How to expose date/time types in a library nicely?

I recently made a library to read XLSX files, and one aspect of that is exposing columns with date/time info as Core.Date and Core.Time. I almost immediately got a request from someone to not have a huge dependency like Core (or even Core_kernel) to expose two types.

Now I’m wondering, what is the best way to expose a date or time type in a library (given that the library doesn’t depend on Core for any other reason)? It seems like there are at least four different options:

  1. Core.Date
  2. Calendar
  3. Ptime
  4. Make my own custom date and time types (or just expose them as int64)
  5. Functorize everything over a Date module

I’m not actually willing to do (5) since that sounds terrible. (4) would be easy and sort-of make everyone happy, although it would also make the interface worse and just make it so everyone has to do a type conversion to their preferred date/time formats. (1) is tempting but the more I think about it, the more I’m concerned that Core’s extremely-specific version requirements are something I don’t want to inflict on people who don’t even want to use it.

I’m not really sure how to pick between Calendar and Ptime. Calendar seems more suited for my use-case (exposing dates and times as reasonable types that can be manipulated), although Ptime seems more popular and has the right types (although it doesn’t have calendar functions).

Is this another Async/Lwt thing or is there a “standard-ish way to represent dates and times”?

3 Likes

There is also https://github.com/hhugo/odate

1 Like

If you just need a representation of POSIX date and time, I think ptime is a good option (I’m not familiar with Core.Date). If you want calendar computation, then in addition to calendar, there is netdate from ocamlnet. I haven’t used it, but it looks well designed, in case you don’t mind the bundling.

How about Unix.tm, that seems pretty standard?

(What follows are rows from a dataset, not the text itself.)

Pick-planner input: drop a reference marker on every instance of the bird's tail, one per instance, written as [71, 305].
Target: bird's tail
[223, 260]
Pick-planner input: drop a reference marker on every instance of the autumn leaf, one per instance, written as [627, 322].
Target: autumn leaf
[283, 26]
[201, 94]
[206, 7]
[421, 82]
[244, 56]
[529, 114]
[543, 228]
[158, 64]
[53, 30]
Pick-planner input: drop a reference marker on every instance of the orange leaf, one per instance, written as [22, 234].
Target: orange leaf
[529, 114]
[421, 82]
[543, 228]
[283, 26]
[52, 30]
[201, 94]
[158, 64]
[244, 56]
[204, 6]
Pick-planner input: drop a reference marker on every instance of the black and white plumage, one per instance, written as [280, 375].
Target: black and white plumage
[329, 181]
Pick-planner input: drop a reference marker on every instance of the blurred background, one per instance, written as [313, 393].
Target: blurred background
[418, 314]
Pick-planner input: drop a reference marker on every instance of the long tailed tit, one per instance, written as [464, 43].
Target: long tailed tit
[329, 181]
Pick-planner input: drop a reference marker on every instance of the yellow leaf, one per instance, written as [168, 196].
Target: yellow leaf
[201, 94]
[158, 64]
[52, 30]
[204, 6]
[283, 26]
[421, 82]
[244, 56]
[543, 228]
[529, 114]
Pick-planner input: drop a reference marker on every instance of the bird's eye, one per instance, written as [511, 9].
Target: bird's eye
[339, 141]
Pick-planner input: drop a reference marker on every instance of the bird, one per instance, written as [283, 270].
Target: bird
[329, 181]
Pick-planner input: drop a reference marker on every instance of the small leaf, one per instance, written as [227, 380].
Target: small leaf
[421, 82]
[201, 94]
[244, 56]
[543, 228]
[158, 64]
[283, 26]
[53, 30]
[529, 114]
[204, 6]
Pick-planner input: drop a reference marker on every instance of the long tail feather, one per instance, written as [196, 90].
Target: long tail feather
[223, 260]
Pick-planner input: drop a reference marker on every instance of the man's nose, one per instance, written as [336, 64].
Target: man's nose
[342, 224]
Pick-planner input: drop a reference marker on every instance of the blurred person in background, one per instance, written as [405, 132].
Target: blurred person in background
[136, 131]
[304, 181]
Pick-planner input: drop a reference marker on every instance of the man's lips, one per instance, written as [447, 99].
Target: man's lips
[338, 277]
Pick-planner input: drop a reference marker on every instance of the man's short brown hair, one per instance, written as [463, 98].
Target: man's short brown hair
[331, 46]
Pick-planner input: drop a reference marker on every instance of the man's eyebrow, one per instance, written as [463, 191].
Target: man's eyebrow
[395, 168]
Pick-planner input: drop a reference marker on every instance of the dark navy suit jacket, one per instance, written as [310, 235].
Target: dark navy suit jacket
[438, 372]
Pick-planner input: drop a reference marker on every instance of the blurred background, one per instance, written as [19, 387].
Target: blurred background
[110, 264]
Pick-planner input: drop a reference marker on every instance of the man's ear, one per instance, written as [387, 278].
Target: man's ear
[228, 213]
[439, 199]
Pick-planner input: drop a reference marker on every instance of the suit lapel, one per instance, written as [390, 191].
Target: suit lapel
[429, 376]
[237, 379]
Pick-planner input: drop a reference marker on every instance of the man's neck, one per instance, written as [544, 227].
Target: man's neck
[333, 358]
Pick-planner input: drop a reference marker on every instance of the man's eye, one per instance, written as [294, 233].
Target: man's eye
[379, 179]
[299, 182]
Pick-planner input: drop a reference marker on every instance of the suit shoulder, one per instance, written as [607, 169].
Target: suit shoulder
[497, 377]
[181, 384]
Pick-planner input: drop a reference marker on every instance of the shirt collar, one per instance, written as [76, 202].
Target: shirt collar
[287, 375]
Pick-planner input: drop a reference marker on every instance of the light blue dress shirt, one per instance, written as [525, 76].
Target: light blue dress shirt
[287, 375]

I like this idea. Pick a good representation but leave it to the client of the library to convert this to something else for calendrical calculations because this is not the focus of the library. I would consider using a Unix-style timestamp: time since 00:00:00 GMT, Jan. 1, 1970, in seconds as an int or float.

3 Likes

I think you should follow @lindig’s advice. Relying on the Unix module is not a good idea, there are places where it’s not available.

float is kind of standard in the OCaml world because that’s what Unix.gettimeofday returns.

Out of curiosity what representation is used in XLSX files ?

2 Likes

If XLSX uses an explicit year, month, day representation and you want to represent this as seconds since Jan 1, 1970, you are facing the problem to convert to this format. Here is some code to deal with this. However, it does not respect subtleties like leap seconds and time zones.

type date =
  { year:     int
  ; month:    int
  ; day:      int
  ; hour:     int
  ; min:      int
  ; sec:      int
  }
(** [is_leapyear] is true, if and only if a year is a leap year *)
let is_leapyear year =
        year mod 4    = 0
    &&  year mod 400 != 100
    &&  year mod 400 != 200
    &&  year mod 400 != 300

let ( ** ) x y    = Int64.mul (Int64.of_int x) y
let sec           = 1L
let sec_per_min   = 60 ** sec
let sec_per_hour  = 60 ** sec_per_min
let sec_per_day   = 24 ** sec_per_hour

(* The following calculations are based on the following book: Nachum
Dershowitz, Edward M. Reingold: Calendrical calculations (3. ed.).
Cambridge University Press 2008, ISBN 978-0-521-88540-9, pp. I-XXIX,
1-479, Chapter 2, The Gregorian Calendar *)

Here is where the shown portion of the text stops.